I have been thinking about my own death, which most of the
time I have thought is regrettable, albeit necessary, and I have had moments
when I think that the only thing for which life is worth living is to help
others have better outcomes than they would have without me. In short, to make
a positive difference. If I didn’t have that, what would be the point of
living? Some people are motivated by pleasure maximization and want to live to
enjoy. “Have a good one” is the rather lame closing comment I receive from
store clerks and others, to which I usually reply “One what?” The other lame remark I often get from clerks is “What was
your name?” I will often reply something like “You mean before I changed it?”
or “I haven’t changed it; it still is Gordon Feil.”
In a world where life-extension technology is blossoming,
there are people who think we will master death. I don’t buy it. I think we can
eventually prolong life, maybe even hundreds of years, but accidents
will happen. Every day will be another instance of pulling the trigger in a
sort of Russian roulette. Most of us do not die by accident. That’s because we
haven’t lived until that fatal accident occurred --- until it became probable. Something
else gets us first. But once we have the ability to live centuries, it seems to
me that everyone’s number will eventually come up.

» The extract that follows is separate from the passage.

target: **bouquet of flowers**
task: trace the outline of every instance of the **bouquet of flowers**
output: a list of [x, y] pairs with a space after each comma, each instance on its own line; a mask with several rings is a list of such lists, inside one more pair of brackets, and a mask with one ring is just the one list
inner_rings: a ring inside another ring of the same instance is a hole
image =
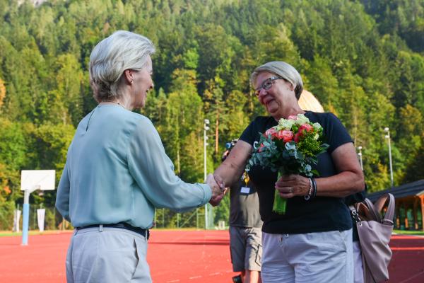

I have had to wonder when personhood ceases. How much
functionality has to be impaired before the person is no longer there? The
question is such a leftist question, and not one I would normally entertain,
but I have lately done so just for philosophical and intellectual purposes I
think. Are we artificial intelligences? Are we persons, or are we processes?
And how do I prove it? The leftists have decided that it is up to a woman to
determine if her unborn child is a person. Such ambiguity, as indeed there must
be when we say that any woman can define personhood anyway she wants, is
totally unscientific since there is no objective standard or consistency being
sought or obtained. Someone may think personhood has to do with brainwaves, but
the parameters they set may even render sleeping people as not persons. There
are various other attributes or deficiencies a woman may think her unborn child
has that disqualifies the child from having yet achieved personhood, but which
many adults lack, at least at times, and yet we would not think of those adults
as not being persons.
I am rambling. One thought leading to another. The vet comes
in two hours. I think I’ll go see the kitty.